Para Vitor, o momento de voltar para o laboratório entre um dia e outro é motivo de ansiedade. Os experimentos e as pesquisas invadem a mente do rapaz, que perde até o sono esperando pelo dia seguinte. O laboratório do centro de ensino fez com que as cenas vistas em filmes virassem realidade. ;Era algo que eu sempre via na tevê, e sempre quis participar, estudar em um lugar como esse. E o acesso ao local é fácil para todos os alunos que se interessam. É muito empolgante;, argumenta. ;Quando chego à escola, o que mais quero é ir para o laboratório. Ficamos depois do horário da aula para aproveitar o tempo.
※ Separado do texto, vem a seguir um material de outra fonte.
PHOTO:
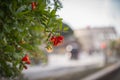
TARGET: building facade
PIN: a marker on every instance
(93, 39)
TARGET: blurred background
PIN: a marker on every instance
(91, 45)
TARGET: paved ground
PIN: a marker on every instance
(61, 64)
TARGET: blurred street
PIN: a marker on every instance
(60, 64)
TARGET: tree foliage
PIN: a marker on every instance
(23, 27)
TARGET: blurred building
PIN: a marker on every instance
(93, 39)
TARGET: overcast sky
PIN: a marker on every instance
(94, 13)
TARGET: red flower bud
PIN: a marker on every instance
(33, 4)
(25, 66)
(56, 40)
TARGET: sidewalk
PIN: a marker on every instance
(60, 65)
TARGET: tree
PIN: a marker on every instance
(24, 25)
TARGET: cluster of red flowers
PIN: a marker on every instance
(26, 60)
(56, 40)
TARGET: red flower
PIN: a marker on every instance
(33, 4)
(56, 40)
(26, 59)
(25, 66)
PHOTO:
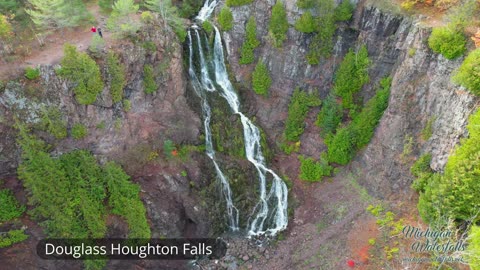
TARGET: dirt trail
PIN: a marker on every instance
(52, 52)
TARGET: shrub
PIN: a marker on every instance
(79, 131)
(12, 237)
(77, 179)
(343, 12)
(127, 105)
(251, 42)
(314, 171)
(278, 25)
(84, 72)
(447, 41)
(473, 248)
(32, 73)
(97, 45)
(330, 116)
(468, 74)
(306, 23)
(351, 75)
(233, 3)
(10, 207)
(116, 73)
(306, 3)
(52, 122)
(261, 80)
(207, 26)
(149, 83)
(121, 21)
(298, 108)
(225, 19)
(454, 194)
(322, 43)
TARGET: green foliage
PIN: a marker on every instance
(322, 43)
(121, 21)
(351, 75)
(12, 237)
(330, 116)
(169, 13)
(84, 72)
(79, 131)
(341, 146)
(278, 25)
(306, 23)
(105, 5)
(116, 74)
(10, 207)
(251, 42)
(455, 193)
(348, 139)
(168, 148)
(447, 41)
(68, 192)
(97, 45)
(5, 27)
(127, 105)
(306, 4)
(32, 73)
(149, 83)
(234, 3)
(55, 14)
(207, 26)
(261, 80)
(225, 19)
(298, 108)
(51, 121)
(343, 12)
(313, 171)
(468, 74)
(473, 249)
(124, 200)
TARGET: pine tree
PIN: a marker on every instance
(261, 80)
(251, 42)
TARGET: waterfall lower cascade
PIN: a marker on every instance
(269, 216)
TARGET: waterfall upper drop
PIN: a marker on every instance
(269, 215)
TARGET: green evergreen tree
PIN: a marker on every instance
(84, 72)
(247, 55)
(306, 23)
(278, 25)
(225, 19)
(261, 80)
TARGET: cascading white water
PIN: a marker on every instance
(269, 215)
(198, 86)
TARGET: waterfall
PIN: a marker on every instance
(269, 216)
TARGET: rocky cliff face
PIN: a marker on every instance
(397, 46)
(126, 137)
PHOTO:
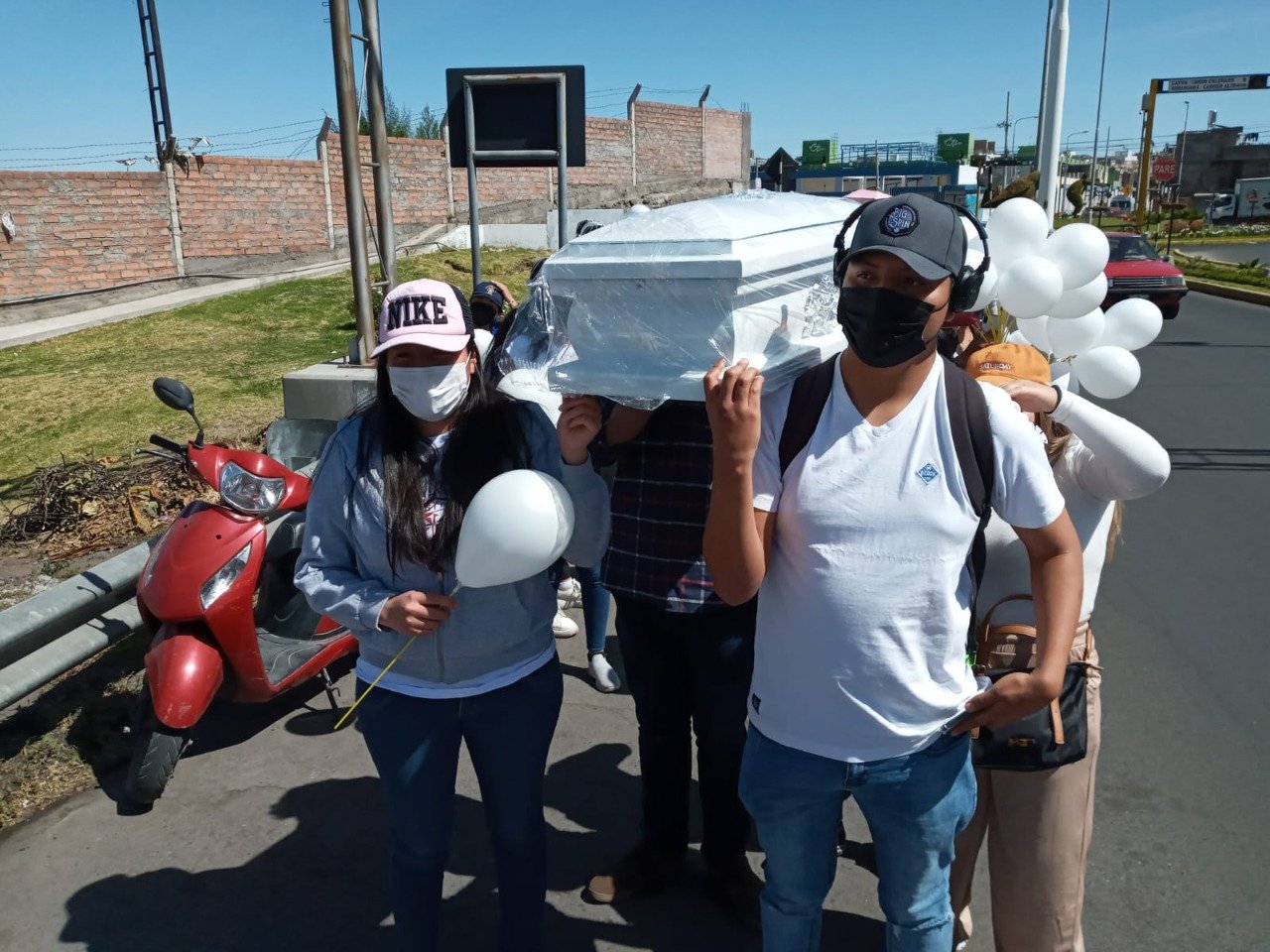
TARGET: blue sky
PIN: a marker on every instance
(255, 75)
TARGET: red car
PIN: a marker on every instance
(1137, 271)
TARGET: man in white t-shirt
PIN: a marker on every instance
(858, 553)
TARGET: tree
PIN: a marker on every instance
(1019, 188)
(1076, 194)
(429, 125)
(397, 121)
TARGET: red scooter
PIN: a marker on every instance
(220, 598)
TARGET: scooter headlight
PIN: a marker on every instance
(225, 576)
(249, 493)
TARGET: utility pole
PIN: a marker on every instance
(1044, 77)
(382, 173)
(1097, 118)
(1182, 159)
(345, 96)
(1005, 146)
(1056, 84)
(157, 80)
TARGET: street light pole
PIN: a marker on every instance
(1056, 87)
(1067, 159)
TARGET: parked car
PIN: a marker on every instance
(1137, 270)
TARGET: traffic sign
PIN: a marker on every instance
(1164, 168)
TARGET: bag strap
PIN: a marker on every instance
(808, 397)
(975, 457)
(980, 648)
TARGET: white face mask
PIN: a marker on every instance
(430, 393)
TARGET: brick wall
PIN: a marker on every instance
(235, 206)
(726, 145)
(667, 141)
(82, 230)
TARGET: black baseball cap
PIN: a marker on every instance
(489, 293)
(924, 234)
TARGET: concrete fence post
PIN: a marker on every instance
(630, 118)
(324, 154)
(178, 255)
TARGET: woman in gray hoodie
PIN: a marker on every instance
(381, 530)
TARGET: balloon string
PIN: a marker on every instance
(386, 669)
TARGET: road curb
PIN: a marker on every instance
(1248, 296)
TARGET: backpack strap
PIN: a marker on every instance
(971, 438)
(808, 397)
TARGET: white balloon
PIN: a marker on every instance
(484, 340)
(1072, 338)
(1016, 229)
(1030, 287)
(973, 243)
(517, 526)
(1080, 253)
(1107, 372)
(1080, 301)
(988, 290)
(1133, 324)
(529, 385)
(1037, 331)
(1061, 373)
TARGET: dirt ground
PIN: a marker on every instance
(58, 522)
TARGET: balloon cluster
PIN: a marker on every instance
(1053, 286)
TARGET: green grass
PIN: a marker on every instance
(1250, 275)
(87, 394)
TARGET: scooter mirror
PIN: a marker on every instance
(175, 394)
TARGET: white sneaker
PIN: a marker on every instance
(563, 626)
(602, 674)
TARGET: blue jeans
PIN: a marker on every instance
(690, 673)
(594, 607)
(414, 744)
(915, 805)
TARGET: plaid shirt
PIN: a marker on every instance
(661, 499)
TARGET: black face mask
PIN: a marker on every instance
(883, 326)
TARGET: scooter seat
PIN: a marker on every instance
(282, 656)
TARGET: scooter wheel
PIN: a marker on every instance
(155, 754)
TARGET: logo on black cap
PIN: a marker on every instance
(899, 221)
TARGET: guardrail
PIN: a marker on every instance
(55, 630)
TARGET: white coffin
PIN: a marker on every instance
(649, 302)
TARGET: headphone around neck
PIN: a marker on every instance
(965, 285)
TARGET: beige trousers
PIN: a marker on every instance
(1038, 828)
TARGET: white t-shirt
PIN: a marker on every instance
(860, 652)
(1107, 458)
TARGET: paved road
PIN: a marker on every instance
(1232, 254)
(272, 834)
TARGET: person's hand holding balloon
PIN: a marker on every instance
(579, 424)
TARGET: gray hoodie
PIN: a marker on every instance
(344, 572)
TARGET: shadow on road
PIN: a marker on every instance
(324, 885)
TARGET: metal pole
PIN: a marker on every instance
(562, 146)
(1144, 160)
(472, 212)
(1056, 85)
(1182, 158)
(1044, 75)
(345, 96)
(379, 143)
(1097, 116)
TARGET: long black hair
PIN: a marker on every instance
(486, 439)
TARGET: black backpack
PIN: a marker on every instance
(971, 438)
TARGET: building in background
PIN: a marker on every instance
(940, 171)
(1213, 160)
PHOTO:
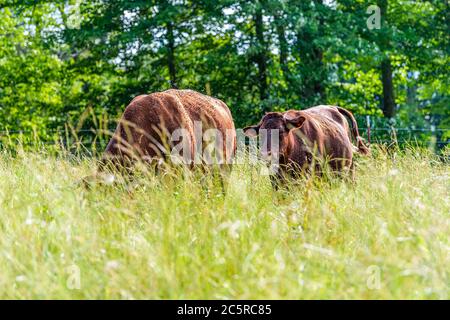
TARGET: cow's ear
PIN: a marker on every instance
(251, 131)
(295, 120)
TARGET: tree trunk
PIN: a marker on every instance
(388, 89)
(386, 69)
(171, 55)
(312, 67)
(261, 58)
(283, 47)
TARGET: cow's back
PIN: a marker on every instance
(149, 121)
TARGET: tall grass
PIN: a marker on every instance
(176, 235)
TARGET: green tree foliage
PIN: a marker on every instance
(63, 58)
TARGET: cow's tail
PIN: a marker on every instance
(362, 148)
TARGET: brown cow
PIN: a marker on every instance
(161, 124)
(308, 137)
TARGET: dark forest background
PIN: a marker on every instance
(76, 61)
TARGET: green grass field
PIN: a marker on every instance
(176, 236)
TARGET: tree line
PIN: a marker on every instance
(385, 58)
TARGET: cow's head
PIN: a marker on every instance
(273, 131)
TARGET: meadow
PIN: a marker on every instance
(175, 235)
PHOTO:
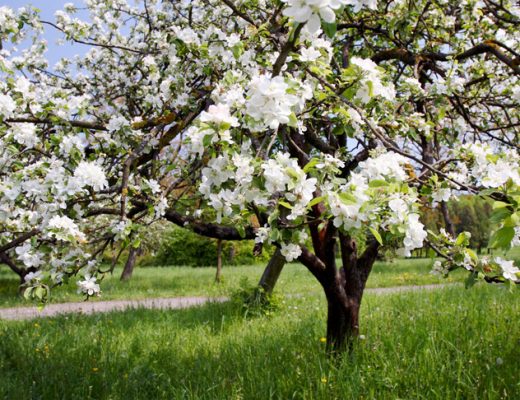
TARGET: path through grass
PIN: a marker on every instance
(447, 344)
(153, 282)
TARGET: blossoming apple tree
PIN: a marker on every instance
(300, 123)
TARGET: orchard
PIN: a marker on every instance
(303, 124)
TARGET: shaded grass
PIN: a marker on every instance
(442, 344)
(152, 282)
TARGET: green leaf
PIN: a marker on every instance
(499, 204)
(377, 183)
(376, 235)
(27, 294)
(329, 28)
(313, 162)
(503, 237)
(285, 204)
(347, 198)
(241, 231)
(315, 201)
(462, 239)
(292, 172)
(499, 215)
(470, 280)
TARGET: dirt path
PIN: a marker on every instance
(20, 313)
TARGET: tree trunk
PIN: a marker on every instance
(272, 272)
(448, 223)
(218, 276)
(130, 263)
(5, 259)
(342, 324)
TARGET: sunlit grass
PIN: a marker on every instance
(451, 343)
(149, 282)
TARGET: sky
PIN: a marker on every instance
(48, 8)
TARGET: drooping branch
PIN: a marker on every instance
(407, 57)
(215, 231)
(19, 240)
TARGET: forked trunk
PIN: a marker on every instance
(342, 323)
(272, 272)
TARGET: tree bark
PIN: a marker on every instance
(218, 276)
(448, 223)
(342, 324)
(130, 263)
(5, 259)
(343, 288)
(272, 272)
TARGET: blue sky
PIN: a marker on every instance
(48, 8)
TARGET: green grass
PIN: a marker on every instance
(185, 281)
(442, 344)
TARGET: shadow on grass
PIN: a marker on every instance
(201, 352)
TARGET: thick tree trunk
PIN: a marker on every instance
(218, 276)
(342, 324)
(5, 259)
(130, 263)
(272, 272)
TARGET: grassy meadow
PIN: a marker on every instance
(148, 282)
(449, 343)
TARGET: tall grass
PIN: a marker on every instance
(450, 343)
(186, 281)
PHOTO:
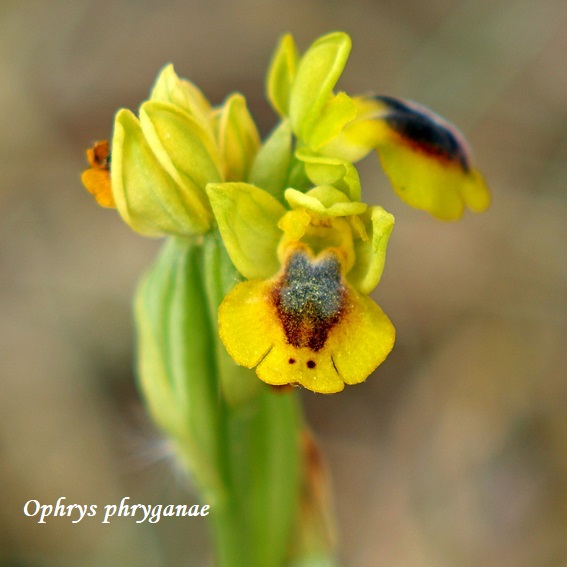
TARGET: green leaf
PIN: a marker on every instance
(247, 218)
(371, 253)
(268, 481)
(239, 385)
(271, 165)
(318, 72)
(281, 74)
(238, 138)
(176, 368)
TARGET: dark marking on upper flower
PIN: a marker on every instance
(425, 132)
(309, 299)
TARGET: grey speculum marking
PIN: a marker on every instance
(309, 299)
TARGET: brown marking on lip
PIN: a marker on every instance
(309, 299)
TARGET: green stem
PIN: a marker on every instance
(237, 437)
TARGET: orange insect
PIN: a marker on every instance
(96, 179)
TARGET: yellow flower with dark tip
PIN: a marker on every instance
(425, 158)
(304, 317)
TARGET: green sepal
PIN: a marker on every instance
(238, 384)
(319, 70)
(183, 147)
(371, 253)
(271, 166)
(338, 111)
(176, 367)
(183, 94)
(238, 138)
(247, 218)
(147, 197)
(323, 170)
(281, 74)
(325, 201)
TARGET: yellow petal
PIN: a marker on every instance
(306, 326)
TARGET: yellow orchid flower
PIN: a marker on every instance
(425, 158)
(304, 317)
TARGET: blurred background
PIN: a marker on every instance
(455, 452)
Eu ainda não pensei sobre qual curso superior fazer, em que vou me profissionalizar, mas tenho certeza de que essa experiência vai me influenciar;, garante.
A vivência não afetou apenas os alunos. ;Foi para isso que me tornei professora: proporcionar uma experiência profunda aos meus alunos, ouvir deles que gostariam de cursar biologia, levá-los a campo;, diz Alessandra. Ela também se sente realizada no laboratório e esquece até a hora de ir para casa. Segundo a bióloga, a ideia de medir a pureza da água do córrego partiu dos próprios alunos. ;Em setembro, ganhamos o quarto Circuito de Ciências das Escolas Públicas do DF, o que nos levou para a Semana Nacional de Ciência e Tecnologia. A minha sensação é de dever cumprido, de sonho realizado;, declara.
Mudança
A escola já foi uma das piores do Brasil, mas hoje leva a prática do conhecimento para a sala de aula. Com os trabalhos de campo e no laboratório, Alessandra é uma das grandes responsáveis por isso. Mas, segundo ela, a nova direção do colégio possibilitou a transmutação. ;A mudança de direção foi fundamental para isso. Eles tiveram que reformar a escola toda, e depois cederam uma sala para o laboratório, que antes era um depósito de coisas velhas, muitas delas quebradas;, relata. ;Nossa escola, hoje, tem fila de espera;, completa.
Vida em ebulição
Cada uma das ordens citadas no texto é composta de milhares de espécies de insetos diferentes. Por isso, é necessário que os estudiosos identifiquem as características e os comportamentos de cada grupo. Dessa forma, é possível entender a relação entre as espécies e até as consequências de mudanças no hábitat natural em que elas convivem com outras classes de seres.